A lot of boilerplate code would appear between handling transactions and making the actual underlying EVM calls from the sender's address, and even more boilerplate code would follow. How do we minimize this code as close to zero as possible?
One of the main pieces of code here is validate_transaction(state, tx)
, which is responsible for checking whether the transaction's nonce and signature are correct. From the very beginning, the actual goal of account abstraction was to allow users to replace the basic non-incremental validation and ECDSA validation with their own validation logic, making it easier for users to utilize features like social recovery and multi-signature wallets. Therefore, finding a way to restructure apply_transaction
as a simple EVM call was not merely a task of "cleaning up the code for the sake of cleanliness"; rather, it was about moving logic into the user's account code, providing the flexibility users needed.
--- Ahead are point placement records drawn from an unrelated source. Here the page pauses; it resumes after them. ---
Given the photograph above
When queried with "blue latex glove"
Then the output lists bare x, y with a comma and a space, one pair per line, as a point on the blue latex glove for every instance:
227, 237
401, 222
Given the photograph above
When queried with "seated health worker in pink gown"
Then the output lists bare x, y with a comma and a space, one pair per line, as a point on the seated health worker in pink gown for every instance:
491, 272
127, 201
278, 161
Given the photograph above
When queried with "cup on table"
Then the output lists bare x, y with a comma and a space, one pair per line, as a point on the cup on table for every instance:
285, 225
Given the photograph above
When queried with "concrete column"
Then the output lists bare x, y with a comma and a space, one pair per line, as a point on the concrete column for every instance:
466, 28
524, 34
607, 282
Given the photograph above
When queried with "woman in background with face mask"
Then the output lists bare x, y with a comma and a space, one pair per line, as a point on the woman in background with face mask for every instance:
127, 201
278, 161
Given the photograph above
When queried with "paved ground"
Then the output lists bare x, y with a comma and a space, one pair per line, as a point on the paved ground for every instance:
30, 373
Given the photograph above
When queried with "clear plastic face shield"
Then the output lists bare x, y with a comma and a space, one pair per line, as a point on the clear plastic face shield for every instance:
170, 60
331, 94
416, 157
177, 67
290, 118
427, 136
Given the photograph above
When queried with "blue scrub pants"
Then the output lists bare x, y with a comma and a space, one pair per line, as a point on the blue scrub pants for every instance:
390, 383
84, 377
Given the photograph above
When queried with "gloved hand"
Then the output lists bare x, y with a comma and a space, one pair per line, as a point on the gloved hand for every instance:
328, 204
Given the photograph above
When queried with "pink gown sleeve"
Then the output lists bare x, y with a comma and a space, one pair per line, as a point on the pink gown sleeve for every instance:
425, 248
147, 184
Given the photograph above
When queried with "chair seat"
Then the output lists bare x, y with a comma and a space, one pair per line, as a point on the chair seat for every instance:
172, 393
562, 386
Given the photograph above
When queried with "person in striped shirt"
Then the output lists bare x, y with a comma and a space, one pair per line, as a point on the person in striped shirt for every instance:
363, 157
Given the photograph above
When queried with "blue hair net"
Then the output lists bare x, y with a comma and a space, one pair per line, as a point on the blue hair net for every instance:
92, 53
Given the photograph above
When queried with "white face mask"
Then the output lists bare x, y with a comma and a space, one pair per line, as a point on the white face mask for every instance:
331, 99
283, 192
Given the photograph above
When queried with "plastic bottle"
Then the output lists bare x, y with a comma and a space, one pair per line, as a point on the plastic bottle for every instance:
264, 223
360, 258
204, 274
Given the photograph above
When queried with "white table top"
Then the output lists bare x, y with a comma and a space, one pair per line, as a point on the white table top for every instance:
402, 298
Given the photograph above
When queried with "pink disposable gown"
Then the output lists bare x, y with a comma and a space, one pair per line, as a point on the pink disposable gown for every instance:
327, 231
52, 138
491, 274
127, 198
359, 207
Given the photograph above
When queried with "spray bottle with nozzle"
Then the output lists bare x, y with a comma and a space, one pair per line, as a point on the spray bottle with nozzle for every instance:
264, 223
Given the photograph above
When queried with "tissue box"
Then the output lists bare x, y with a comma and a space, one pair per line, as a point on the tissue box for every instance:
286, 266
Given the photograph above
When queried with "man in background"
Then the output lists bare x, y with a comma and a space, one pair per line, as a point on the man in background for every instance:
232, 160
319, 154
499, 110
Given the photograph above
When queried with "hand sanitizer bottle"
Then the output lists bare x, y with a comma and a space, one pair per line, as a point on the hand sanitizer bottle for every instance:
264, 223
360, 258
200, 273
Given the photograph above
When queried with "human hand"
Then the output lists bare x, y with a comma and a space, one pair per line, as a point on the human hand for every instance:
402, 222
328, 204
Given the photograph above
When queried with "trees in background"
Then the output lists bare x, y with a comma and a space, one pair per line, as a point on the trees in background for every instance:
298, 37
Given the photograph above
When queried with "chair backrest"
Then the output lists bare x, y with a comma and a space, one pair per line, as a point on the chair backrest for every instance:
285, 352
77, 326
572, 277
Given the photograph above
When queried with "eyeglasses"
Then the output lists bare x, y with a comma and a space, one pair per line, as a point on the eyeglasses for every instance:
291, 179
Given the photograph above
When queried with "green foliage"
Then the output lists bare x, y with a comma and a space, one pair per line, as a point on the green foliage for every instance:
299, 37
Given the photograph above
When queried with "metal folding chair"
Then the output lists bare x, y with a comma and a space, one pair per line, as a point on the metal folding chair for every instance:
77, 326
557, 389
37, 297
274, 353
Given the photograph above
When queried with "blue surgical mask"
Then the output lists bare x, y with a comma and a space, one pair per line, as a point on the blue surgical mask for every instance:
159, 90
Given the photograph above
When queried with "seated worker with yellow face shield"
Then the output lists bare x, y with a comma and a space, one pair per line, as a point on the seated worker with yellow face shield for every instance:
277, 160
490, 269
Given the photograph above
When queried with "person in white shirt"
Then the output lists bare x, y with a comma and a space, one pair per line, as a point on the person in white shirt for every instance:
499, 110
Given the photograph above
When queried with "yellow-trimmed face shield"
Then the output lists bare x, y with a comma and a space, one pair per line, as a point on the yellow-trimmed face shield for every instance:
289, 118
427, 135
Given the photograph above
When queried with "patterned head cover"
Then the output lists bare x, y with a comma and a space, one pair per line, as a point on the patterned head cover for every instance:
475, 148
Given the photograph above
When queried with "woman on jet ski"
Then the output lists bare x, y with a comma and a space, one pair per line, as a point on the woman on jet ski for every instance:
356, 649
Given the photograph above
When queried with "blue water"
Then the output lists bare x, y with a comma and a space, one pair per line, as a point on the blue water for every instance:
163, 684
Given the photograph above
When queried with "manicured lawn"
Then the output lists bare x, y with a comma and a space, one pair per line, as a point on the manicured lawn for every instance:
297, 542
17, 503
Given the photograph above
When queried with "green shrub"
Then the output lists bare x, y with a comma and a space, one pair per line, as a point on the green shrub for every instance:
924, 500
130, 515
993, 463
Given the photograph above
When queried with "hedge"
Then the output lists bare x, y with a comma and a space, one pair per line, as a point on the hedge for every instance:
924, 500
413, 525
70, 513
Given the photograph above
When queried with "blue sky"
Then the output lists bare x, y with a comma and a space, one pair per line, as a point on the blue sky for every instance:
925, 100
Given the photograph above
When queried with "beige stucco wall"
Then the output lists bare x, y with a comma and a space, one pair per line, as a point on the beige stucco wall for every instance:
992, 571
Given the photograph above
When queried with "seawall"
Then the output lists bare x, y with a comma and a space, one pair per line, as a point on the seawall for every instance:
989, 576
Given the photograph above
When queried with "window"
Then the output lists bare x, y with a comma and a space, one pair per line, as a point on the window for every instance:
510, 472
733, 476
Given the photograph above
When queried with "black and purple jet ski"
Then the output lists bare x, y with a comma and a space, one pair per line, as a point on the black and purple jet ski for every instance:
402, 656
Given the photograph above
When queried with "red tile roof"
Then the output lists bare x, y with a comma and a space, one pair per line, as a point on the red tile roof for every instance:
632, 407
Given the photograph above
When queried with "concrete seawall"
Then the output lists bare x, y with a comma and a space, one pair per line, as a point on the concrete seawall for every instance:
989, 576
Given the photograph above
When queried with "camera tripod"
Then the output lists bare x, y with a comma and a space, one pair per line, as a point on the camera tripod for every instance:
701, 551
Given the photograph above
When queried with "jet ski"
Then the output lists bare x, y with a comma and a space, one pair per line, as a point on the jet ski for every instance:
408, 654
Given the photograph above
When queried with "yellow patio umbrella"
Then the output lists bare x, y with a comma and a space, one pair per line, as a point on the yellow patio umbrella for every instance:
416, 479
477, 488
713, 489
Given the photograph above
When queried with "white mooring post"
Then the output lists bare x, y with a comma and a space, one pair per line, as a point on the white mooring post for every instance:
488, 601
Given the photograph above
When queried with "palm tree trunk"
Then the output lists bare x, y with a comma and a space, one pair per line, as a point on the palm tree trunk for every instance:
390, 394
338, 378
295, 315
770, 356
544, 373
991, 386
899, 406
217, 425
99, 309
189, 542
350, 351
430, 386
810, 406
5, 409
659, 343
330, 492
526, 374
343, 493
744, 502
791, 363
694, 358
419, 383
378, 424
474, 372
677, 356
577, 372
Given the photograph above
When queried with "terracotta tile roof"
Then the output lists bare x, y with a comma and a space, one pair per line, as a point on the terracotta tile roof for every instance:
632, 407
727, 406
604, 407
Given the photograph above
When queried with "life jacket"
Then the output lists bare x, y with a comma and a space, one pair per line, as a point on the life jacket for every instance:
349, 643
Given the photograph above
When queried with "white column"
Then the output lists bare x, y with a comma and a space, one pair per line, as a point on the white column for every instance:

However, the practice of insisting that apply_transaction
contain as little fixed logic as possible ultimately brought many challenges. We can look at one of the earliest account abstraction proposals, EIP-86.
If EIP-86 were included as is, it would reduce the complexity of the EVM at the cost of significantly increasing the complexity of other parts of the Ethereum stack, requiring essentially the same code to be written elsewhere, not to mention introducing entirely new classes of quirks, such as the same transaction with the same hash appearing multiple times in the chain, let alone the issue of multiple invalidations.
The multiple invalidation issue in account abstraction. A transaction included on-chain could invalidate thousands of other transactions in the memory pool, making it easy for the memory pool to be flooded cheaply.
Since then, account abstraction has evolved in phases. EIP-86 later became EIP-208, which ultimately led to the practical EIP-2938.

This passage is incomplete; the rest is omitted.